Remember that many individuals benefit from a mix of techniques, such as antidepressant medication combined with behavior-change sessions with a skilled counselor. Other methods of therapy
Exercise, acupuncture, and biofeedback are other methods used to treat Depression in the general population. Some persons with TBI find them beneficial as well. These therapies should be discussed with a clinician who specializes in TBI. Anxiety and pain relief might also assist in alleviating Depression. Brain injury support groups may provide further information and help for Depression and other issues that might arise after a TBI.
Where can I get assistance?
Many mental health specialists are trained to help people who are depressed. Psychiatrists have specific training in depression medication treatment and therapy, whereas psychologists have been trained to give Depression counseling.
Depression therapy is also provided by certain social workers and certified professional counselors. Physicians and nurse practitioners with expertise treating Depression, such as primary care physicians, neurologists, and physiatrists, may frequently begintherapy.
When a complete brain injury rehabilitation program is available, it is advisable to seek therapy from one that can address all elements of TBI recovery. Contact the National Institute of Mental Health at 1-866-615-6464 (toll-free) or visit their website http://www.nimh.nih.gov/health/topics/depression/index.shtml for more general information about Depression.
People who have had a brain injury are substantially more likely to develop Depression. Depression affects ten percent of the population in the United States. Thirty percent (30%) of persons who have had a TBI, on the other hand, suffer from Depression. This is a significant and concerning difference. Regardless of the severity of the TBI, this discrepancy exists.
Counseling and medication are the two most common treatments for Depression. Psychotherapy is a kind of counseling used to treat Depression. Psychotherapy is when a depressed person meets with a certified medical expert regularly to discuss their symptoms and how to cope with them.
Antidepressants are the drugs that are used to treat Depression. Psychotherapy and medications are often used to treat persons who are depressed. It’s vital to remember that antidepressants’ negative effects on persons who simultaneously have a TBI are unknown to professionals and academics.
Stomach difficulties, weight fluctuation, sexual problems, and difficulty sleeping are all common antidepressant side effects. When antidepressants interact with other drugs, the results might be unpredictable. As a result, it’s critical to share your medical and pinjuryaceutical history with your doctor.
When a person suffers from a TBI, the physical symptoms may be life-altering. They may have an impact on your mood, employment, love life, and even family ties. This merely adds to one’s stress levels, exacerbating anxiety and despair. Anxiety may aggravate headaches as well. Unfortunately, TBI and Depression often coexist, and they exacerbate one other. Go here for further information.

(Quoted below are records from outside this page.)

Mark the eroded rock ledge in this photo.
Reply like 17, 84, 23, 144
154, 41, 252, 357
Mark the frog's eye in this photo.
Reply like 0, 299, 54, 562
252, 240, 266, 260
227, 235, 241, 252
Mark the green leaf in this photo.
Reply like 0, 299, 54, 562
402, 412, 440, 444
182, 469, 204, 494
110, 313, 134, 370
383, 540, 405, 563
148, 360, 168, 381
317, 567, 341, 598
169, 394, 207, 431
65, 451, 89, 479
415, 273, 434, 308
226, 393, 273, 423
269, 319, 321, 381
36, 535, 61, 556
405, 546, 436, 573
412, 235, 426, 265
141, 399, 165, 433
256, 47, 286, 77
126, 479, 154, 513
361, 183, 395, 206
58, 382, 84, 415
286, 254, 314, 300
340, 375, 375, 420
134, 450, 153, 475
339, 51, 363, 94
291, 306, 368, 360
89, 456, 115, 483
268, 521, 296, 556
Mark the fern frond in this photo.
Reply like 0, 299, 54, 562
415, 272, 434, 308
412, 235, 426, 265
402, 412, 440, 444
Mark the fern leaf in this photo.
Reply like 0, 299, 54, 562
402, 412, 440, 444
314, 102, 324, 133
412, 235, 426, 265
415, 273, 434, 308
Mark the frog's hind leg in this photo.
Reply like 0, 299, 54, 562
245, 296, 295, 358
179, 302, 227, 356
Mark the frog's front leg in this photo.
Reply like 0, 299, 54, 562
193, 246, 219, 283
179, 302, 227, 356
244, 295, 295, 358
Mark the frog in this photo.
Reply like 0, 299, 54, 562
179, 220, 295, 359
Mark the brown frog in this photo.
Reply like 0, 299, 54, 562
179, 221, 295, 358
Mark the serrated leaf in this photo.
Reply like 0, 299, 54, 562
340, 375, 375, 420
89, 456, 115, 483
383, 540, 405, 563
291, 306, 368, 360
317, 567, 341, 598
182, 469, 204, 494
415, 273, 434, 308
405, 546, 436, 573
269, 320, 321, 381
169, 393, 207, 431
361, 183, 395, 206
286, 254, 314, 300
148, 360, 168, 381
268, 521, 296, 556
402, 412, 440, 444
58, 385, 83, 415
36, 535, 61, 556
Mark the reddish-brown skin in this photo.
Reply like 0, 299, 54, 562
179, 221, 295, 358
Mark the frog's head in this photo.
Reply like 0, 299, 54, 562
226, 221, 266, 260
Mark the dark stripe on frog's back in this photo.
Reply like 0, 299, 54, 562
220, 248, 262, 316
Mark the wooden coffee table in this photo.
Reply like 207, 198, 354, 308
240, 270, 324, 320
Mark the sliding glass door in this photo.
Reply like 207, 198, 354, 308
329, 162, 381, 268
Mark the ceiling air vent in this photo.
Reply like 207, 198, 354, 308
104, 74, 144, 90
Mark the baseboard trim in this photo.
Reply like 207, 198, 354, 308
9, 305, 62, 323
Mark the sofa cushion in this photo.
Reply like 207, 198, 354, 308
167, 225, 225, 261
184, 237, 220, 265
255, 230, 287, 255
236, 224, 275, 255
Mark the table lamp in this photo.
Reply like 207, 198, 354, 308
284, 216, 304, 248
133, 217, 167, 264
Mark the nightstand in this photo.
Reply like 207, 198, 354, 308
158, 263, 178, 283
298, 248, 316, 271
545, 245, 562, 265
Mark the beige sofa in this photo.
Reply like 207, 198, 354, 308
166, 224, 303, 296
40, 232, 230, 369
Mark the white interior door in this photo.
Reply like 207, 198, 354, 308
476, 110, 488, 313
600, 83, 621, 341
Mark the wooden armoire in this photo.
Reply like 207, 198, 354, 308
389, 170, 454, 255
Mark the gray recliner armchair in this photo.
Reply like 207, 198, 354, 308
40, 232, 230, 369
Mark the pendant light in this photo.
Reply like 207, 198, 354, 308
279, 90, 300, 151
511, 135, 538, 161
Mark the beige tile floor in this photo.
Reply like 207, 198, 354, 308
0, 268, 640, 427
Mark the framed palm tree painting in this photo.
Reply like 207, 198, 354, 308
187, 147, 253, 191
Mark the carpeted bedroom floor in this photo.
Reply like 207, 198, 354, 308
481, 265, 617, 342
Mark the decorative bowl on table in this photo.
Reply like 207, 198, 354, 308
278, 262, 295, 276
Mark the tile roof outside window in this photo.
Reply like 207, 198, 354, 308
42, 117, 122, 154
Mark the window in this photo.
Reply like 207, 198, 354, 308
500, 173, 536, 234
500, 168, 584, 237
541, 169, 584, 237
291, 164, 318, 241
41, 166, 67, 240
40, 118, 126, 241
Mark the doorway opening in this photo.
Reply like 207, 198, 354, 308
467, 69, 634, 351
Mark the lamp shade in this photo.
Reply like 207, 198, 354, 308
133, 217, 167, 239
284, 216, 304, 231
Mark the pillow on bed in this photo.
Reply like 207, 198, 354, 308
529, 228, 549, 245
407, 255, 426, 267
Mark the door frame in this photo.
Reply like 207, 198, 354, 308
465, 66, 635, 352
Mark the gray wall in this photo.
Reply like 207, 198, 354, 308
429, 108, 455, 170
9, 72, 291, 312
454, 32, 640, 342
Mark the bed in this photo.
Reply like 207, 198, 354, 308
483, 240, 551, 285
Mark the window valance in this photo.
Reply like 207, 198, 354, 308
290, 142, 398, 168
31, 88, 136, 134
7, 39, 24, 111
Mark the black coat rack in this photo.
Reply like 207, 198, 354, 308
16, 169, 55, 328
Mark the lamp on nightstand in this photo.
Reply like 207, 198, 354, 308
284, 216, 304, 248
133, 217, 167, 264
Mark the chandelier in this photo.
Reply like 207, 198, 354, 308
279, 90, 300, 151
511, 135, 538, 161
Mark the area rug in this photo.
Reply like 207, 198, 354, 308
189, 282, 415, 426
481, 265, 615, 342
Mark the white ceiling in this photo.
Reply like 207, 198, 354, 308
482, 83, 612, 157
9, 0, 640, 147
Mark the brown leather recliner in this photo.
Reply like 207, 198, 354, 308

If you have suffered a traumatic brain injury or are depressed, you should seek the advice of an experienced personal injury attorney
If you or someone you care about needs assistance recovering from a TBI or Depression, contact one of the skilled lawyers Warrior Car Accident Lawyers. Please contact 719-300-1100 for additional information on how we can help your family with this critical matter; one of our expert lawyers is eager to assist you.